Money fund assets first rose above $3.0 trillion in January 2008 as the Federal Reserve cut short-term interest rates to near zero, and it took until December 2017 to reclaim the $3.0 trillion level. (Assets declined by over $1.0 trillion from 2008 through 2011, then remained flat for about 7 years after rates bottomed at zero.) Assets rose above $2.0 trillion in 2001 and again in 2006 (Crane Data launched in 2006), and they broke the $1.0 trillion level in 1997 (looking back at ICI annual data). We expect assets to continue higher in coming weeks as funds benefit from MMFs "lag effect" vs. the direct money market, and as funds benefit from the strongest two months of the year (Nov. and Dec.) seasonally.

In other news, S&P Global Ratings published "U.S. Domestic 'AAAm' Money Market Fund Trends (Third-Quarter 2024)" earlier this week, which tells us, "Rated MMF assets grew 7% over the quarter, with flows primarily into rated government funds. However, total assets in rated prime MMFs decreased roughly 5% from the prior quarter. This unique decline was mainly a function of fund sponsors consolidating or eliminating their institutional prime offerings. Among the sponsors S&P Global Ratings covers, 10 prime MMFs were liquidated or merged into an existing government strategy. With adjustments to consider only the remaining rated prime funds quarter over quarter, assets increased 2%."

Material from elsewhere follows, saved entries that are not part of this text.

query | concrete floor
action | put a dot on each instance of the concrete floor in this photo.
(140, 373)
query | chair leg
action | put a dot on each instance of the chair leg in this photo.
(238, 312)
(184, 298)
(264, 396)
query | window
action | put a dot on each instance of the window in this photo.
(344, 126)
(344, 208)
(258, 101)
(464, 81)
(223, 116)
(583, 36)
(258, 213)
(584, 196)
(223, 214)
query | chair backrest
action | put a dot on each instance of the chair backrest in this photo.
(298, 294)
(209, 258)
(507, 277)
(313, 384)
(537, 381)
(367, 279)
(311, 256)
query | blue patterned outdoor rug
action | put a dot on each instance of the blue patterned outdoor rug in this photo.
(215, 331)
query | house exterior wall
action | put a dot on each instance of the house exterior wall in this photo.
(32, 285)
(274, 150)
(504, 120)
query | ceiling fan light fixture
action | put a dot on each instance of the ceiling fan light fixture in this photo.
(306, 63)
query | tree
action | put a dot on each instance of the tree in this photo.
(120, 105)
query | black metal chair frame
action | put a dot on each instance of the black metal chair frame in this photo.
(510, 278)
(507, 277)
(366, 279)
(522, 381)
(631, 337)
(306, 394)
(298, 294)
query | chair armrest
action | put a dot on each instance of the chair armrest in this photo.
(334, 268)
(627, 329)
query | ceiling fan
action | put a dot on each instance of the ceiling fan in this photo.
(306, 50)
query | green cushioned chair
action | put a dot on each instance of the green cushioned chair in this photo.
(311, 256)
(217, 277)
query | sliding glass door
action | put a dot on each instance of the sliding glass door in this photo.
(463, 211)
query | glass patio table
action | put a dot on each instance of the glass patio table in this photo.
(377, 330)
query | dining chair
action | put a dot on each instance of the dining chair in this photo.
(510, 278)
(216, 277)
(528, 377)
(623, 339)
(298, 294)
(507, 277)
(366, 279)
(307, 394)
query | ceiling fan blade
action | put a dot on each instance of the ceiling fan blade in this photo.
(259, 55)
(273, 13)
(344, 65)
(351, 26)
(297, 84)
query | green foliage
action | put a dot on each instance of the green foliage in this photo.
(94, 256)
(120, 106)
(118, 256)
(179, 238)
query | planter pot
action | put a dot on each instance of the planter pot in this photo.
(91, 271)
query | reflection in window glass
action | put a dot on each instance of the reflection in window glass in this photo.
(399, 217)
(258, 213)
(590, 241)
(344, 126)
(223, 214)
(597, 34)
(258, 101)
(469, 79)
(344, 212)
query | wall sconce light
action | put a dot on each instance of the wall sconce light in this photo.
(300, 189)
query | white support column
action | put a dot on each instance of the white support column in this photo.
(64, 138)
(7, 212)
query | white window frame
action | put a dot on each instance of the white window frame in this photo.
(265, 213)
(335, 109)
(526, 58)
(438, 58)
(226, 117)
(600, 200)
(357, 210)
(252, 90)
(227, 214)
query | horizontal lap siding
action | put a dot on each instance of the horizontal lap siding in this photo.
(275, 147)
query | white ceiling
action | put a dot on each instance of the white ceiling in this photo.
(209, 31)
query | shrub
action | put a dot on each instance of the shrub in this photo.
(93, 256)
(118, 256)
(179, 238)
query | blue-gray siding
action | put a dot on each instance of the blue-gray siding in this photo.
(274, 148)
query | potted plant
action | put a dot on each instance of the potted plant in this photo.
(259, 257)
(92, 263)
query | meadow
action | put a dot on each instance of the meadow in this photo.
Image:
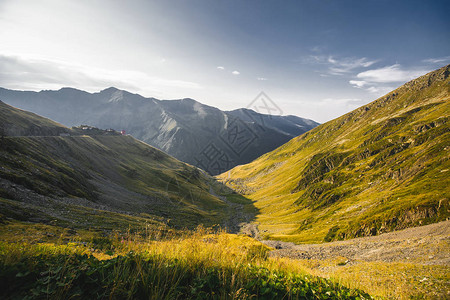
(47, 262)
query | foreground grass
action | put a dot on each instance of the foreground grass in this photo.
(384, 280)
(203, 264)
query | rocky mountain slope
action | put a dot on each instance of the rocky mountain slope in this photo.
(85, 177)
(382, 167)
(198, 134)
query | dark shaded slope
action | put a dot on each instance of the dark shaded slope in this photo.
(185, 129)
(103, 181)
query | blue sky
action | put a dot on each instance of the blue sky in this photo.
(314, 59)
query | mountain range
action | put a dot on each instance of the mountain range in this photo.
(87, 177)
(200, 135)
(382, 167)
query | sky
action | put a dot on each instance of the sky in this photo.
(314, 59)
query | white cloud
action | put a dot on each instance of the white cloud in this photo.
(340, 66)
(394, 73)
(380, 90)
(358, 83)
(33, 73)
(346, 65)
(437, 60)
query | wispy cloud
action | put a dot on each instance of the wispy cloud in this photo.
(340, 66)
(437, 60)
(394, 73)
(358, 83)
(18, 72)
(382, 80)
(347, 65)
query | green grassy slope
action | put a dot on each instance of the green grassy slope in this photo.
(98, 181)
(382, 167)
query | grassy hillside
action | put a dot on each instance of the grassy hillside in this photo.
(99, 181)
(382, 167)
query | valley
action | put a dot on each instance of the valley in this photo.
(355, 208)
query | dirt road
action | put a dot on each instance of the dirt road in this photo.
(428, 244)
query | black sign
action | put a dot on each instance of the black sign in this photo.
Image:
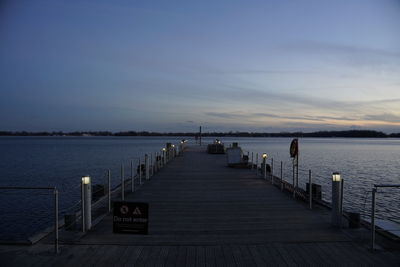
(131, 218)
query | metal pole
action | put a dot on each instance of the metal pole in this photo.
(310, 188)
(132, 177)
(281, 176)
(83, 207)
(56, 220)
(373, 218)
(109, 190)
(122, 183)
(272, 171)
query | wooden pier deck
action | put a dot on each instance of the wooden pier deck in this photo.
(203, 213)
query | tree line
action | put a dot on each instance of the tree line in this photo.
(349, 134)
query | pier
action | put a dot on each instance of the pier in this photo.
(202, 213)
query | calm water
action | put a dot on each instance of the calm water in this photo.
(61, 161)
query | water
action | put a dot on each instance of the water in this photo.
(61, 161)
(361, 162)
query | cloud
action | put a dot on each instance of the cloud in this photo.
(385, 117)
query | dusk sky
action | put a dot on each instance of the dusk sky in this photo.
(265, 66)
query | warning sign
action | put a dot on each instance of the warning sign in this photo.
(131, 218)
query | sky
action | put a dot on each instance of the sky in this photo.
(263, 66)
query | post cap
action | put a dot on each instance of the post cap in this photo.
(336, 177)
(86, 179)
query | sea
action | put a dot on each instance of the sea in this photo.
(62, 161)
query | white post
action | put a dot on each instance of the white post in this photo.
(140, 171)
(373, 218)
(87, 203)
(257, 164)
(272, 171)
(122, 183)
(336, 195)
(151, 165)
(147, 166)
(132, 177)
(310, 188)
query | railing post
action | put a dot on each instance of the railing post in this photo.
(56, 220)
(373, 218)
(109, 190)
(122, 183)
(310, 188)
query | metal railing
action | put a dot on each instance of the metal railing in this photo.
(55, 192)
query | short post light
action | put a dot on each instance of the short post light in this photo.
(86, 199)
(336, 200)
(265, 156)
(163, 157)
(147, 166)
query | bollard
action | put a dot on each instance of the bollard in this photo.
(373, 218)
(281, 176)
(310, 188)
(56, 219)
(146, 165)
(272, 171)
(265, 156)
(151, 165)
(86, 204)
(163, 158)
(132, 178)
(140, 170)
(257, 164)
(336, 195)
(294, 189)
(122, 183)
(109, 191)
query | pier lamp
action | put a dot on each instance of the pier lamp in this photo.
(86, 179)
(264, 164)
(86, 199)
(336, 199)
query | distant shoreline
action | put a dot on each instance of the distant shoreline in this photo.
(323, 134)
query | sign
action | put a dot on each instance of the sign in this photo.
(130, 217)
(294, 148)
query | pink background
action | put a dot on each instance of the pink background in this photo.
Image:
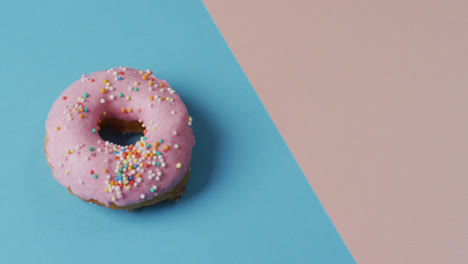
(374, 110)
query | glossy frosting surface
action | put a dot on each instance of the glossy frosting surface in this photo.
(109, 173)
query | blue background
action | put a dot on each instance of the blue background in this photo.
(247, 200)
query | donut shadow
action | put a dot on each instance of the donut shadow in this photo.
(202, 164)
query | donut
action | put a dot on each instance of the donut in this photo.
(153, 169)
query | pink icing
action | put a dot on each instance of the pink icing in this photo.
(70, 136)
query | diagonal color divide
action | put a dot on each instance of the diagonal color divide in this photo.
(247, 200)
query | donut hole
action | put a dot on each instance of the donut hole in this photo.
(120, 132)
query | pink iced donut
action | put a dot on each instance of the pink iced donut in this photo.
(120, 177)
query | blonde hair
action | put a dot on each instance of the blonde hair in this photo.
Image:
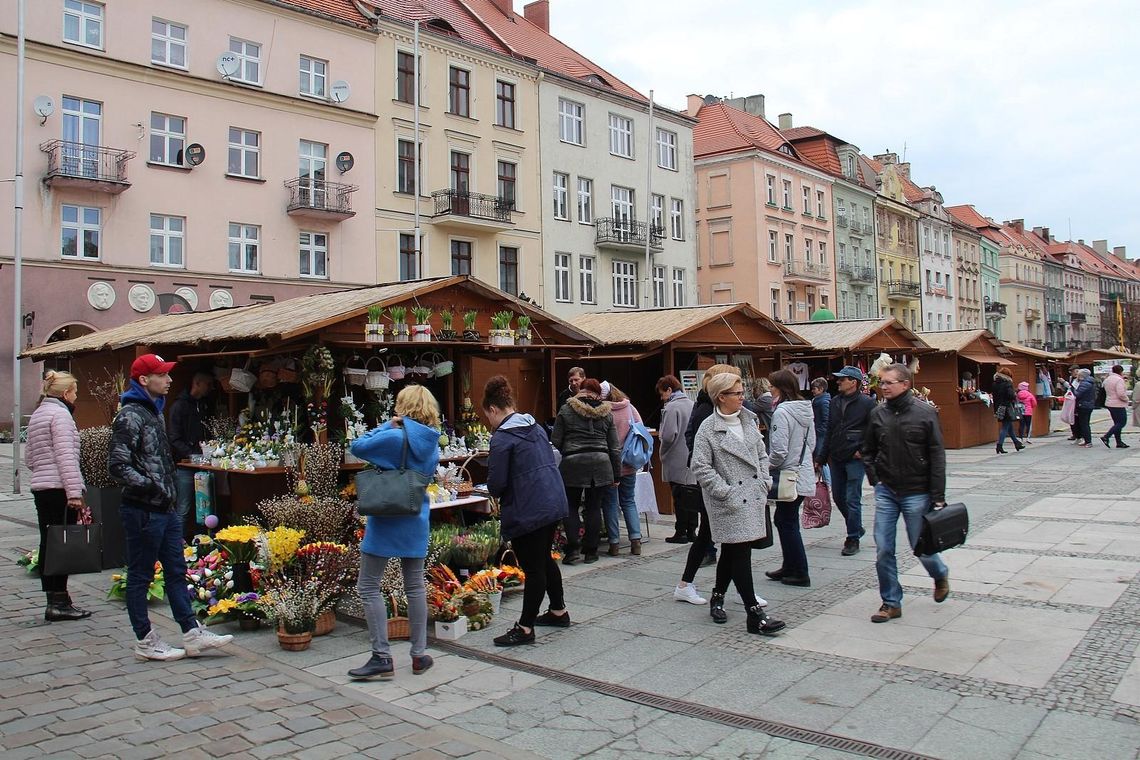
(417, 402)
(57, 383)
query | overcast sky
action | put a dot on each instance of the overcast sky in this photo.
(1026, 109)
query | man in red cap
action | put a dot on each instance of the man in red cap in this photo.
(141, 460)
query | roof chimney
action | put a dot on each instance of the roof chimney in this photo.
(537, 13)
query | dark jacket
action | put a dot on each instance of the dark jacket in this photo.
(522, 475)
(140, 457)
(185, 425)
(585, 434)
(847, 422)
(903, 448)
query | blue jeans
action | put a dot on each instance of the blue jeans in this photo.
(151, 537)
(888, 506)
(847, 491)
(621, 501)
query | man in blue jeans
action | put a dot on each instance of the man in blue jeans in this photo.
(906, 463)
(140, 459)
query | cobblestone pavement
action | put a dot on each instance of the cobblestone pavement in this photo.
(1036, 654)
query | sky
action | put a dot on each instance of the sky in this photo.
(1025, 109)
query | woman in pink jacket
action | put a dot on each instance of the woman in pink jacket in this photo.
(57, 484)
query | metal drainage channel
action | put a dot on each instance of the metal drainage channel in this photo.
(691, 709)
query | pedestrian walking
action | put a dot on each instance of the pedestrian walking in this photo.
(906, 463)
(791, 443)
(732, 467)
(847, 423)
(416, 424)
(140, 459)
(521, 473)
(591, 466)
(57, 483)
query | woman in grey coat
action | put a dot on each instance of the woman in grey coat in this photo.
(732, 467)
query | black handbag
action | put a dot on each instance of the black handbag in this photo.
(391, 492)
(943, 528)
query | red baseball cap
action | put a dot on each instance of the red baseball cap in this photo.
(151, 364)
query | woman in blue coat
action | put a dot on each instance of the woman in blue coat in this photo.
(522, 474)
(405, 537)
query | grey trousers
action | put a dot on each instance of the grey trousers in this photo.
(372, 569)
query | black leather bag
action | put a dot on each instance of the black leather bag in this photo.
(943, 529)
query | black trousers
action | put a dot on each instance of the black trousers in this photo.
(543, 574)
(51, 508)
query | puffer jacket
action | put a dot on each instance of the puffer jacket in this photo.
(585, 434)
(792, 427)
(140, 457)
(53, 449)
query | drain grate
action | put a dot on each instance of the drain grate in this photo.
(690, 709)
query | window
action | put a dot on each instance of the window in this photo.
(244, 153)
(83, 23)
(168, 235)
(509, 269)
(506, 186)
(585, 201)
(243, 247)
(249, 60)
(586, 283)
(625, 284)
(461, 258)
(570, 119)
(676, 219)
(458, 91)
(314, 76)
(168, 138)
(504, 104)
(562, 278)
(81, 231)
(168, 43)
(666, 149)
(409, 260)
(560, 196)
(314, 254)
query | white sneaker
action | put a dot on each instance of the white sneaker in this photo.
(687, 594)
(200, 639)
(153, 647)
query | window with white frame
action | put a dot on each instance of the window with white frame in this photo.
(314, 76)
(168, 238)
(168, 43)
(570, 122)
(249, 60)
(83, 23)
(625, 284)
(621, 136)
(244, 153)
(244, 245)
(81, 231)
(314, 254)
(168, 139)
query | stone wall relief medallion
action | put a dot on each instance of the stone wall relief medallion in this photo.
(100, 295)
(140, 297)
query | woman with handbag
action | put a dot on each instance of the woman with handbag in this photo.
(732, 467)
(791, 443)
(57, 483)
(409, 439)
(522, 475)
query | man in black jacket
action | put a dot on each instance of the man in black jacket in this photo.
(846, 426)
(906, 463)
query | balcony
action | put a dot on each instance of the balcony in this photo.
(812, 274)
(315, 198)
(626, 235)
(86, 166)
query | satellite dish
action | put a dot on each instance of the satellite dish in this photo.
(228, 64)
(340, 91)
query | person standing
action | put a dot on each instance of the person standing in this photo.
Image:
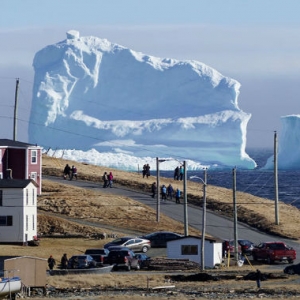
(164, 193)
(147, 170)
(64, 261)
(105, 180)
(110, 179)
(176, 173)
(177, 196)
(170, 192)
(153, 189)
(51, 262)
(67, 170)
(73, 173)
(258, 278)
(181, 172)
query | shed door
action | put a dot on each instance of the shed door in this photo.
(33, 175)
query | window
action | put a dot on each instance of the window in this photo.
(6, 221)
(189, 249)
(33, 156)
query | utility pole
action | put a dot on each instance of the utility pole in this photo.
(186, 223)
(157, 191)
(276, 180)
(15, 110)
(236, 254)
(203, 222)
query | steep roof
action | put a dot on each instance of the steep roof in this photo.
(12, 143)
(16, 183)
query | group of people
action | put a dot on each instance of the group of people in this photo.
(70, 172)
(178, 173)
(167, 192)
(63, 262)
(107, 179)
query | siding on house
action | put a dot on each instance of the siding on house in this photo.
(190, 248)
(21, 161)
(18, 210)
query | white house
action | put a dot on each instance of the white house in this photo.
(18, 211)
(189, 247)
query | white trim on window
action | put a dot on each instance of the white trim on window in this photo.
(34, 156)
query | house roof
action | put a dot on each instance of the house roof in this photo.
(16, 183)
(17, 144)
(212, 240)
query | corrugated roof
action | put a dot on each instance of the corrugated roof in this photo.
(16, 183)
(12, 143)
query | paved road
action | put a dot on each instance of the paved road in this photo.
(216, 225)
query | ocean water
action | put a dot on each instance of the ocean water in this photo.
(257, 182)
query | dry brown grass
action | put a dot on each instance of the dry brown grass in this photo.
(255, 211)
(60, 203)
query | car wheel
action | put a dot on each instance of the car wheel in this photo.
(290, 271)
(269, 260)
(145, 249)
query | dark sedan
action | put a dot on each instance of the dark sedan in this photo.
(160, 238)
(246, 247)
(144, 260)
(292, 269)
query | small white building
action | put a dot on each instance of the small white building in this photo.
(18, 211)
(189, 247)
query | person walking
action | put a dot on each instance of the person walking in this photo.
(170, 192)
(110, 179)
(176, 173)
(67, 171)
(73, 173)
(105, 180)
(181, 172)
(258, 277)
(64, 261)
(153, 189)
(164, 193)
(177, 196)
(51, 262)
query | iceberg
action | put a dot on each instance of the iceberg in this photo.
(92, 94)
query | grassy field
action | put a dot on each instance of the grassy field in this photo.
(59, 203)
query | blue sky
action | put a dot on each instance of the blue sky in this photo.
(253, 41)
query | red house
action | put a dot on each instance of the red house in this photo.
(21, 161)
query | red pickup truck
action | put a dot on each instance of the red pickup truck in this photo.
(274, 251)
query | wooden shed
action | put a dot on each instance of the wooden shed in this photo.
(32, 270)
(189, 247)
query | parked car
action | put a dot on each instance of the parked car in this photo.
(274, 251)
(123, 259)
(246, 247)
(81, 262)
(144, 260)
(292, 269)
(136, 244)
(160, 238)
(98, 254)
(228, 246)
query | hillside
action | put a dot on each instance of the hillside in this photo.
(62, 202)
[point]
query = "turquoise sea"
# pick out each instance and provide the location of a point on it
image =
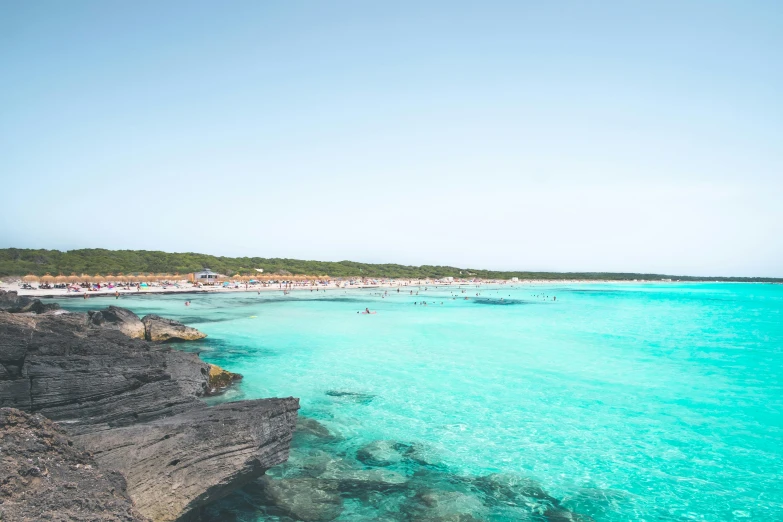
(650, 402)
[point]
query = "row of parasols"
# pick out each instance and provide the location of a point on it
(151, 278)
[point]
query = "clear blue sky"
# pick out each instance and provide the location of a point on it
(633, 136)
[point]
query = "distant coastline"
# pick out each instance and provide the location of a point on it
(18, 262)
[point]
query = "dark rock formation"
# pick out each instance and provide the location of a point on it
(175, 466)
(93, 379)
(219, 379)
(13, 303)
(136, 405)
(116, 318)
(161, 330)
(43, 476)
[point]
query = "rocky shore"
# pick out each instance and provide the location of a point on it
(130, 407)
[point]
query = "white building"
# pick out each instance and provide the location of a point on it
(206, 276)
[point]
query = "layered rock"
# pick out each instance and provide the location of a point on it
(93, 379)
(161, 330)
(175, 466)
(136, 405)
(220, 379)
(116, 318)
(43, 476)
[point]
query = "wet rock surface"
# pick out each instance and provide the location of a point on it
(220, 379)
(160, 330)
(43, 476)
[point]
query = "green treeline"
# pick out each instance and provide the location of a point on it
(19, 262)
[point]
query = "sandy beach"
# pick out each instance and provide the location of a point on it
(186, 287)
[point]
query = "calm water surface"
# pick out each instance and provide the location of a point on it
(624, 401)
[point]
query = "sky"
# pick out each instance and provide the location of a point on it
(562, 136)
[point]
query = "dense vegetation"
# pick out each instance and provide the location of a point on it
(17, 262)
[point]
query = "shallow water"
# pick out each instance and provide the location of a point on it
(623, 401)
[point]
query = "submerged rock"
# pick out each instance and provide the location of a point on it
(220, 379)
(445, 506)
(116, 318)
(161, 330)
(310, 426)
(44, 477)
(307, 499)
(564, 515)
(12, 302)
(382, 453)
(513, 489)
(357, 397)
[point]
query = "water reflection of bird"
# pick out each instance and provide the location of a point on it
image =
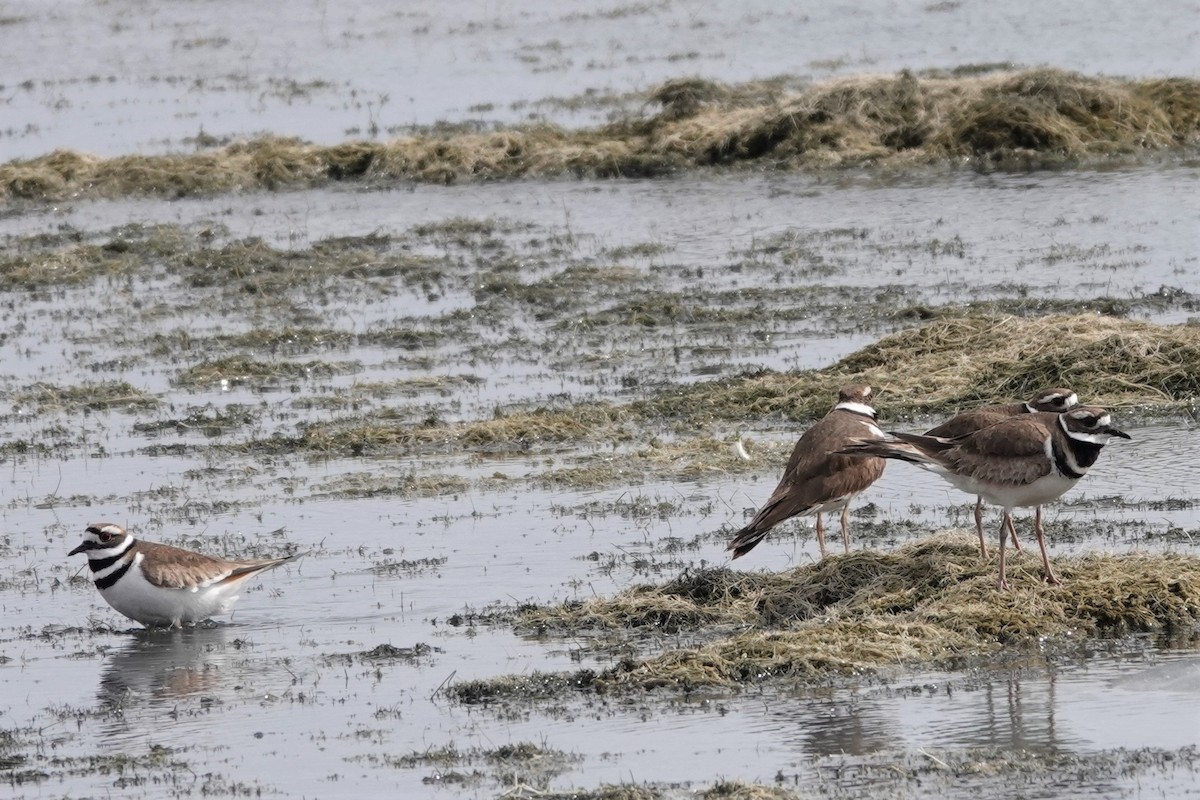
(159, 665)
(1050, 400)
(816, 477)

It continues, Prime fund closures were one of the driving factors of flows into rated government funds. Additionally, MMFs, whether government or prime, continued to provide a higher yield than other liquidity options, such as stand-alone treasury bills and bank deposits, to house short-term cash. We do not expect further material effects from the latest 2a-7 SEC reforms by the Securities and Exchange Commission now that they are in effect."

S&P writes, "Seven-day net yields decreased for rated government and prime MMFs following the start of the Federal Reserve (Fed)'s interest-rate-cutting cycle.... Ultimately, the Fed voted on a 50-bps cut in September, while S&P Global Ratings economists expect further 25-bps increments and the terminal rate to settle at 3.00%-3.25% by year-end 2025.... Seven-day net yields for rated government and prime MMFs dropped 33 bps and 34 bps, respectively."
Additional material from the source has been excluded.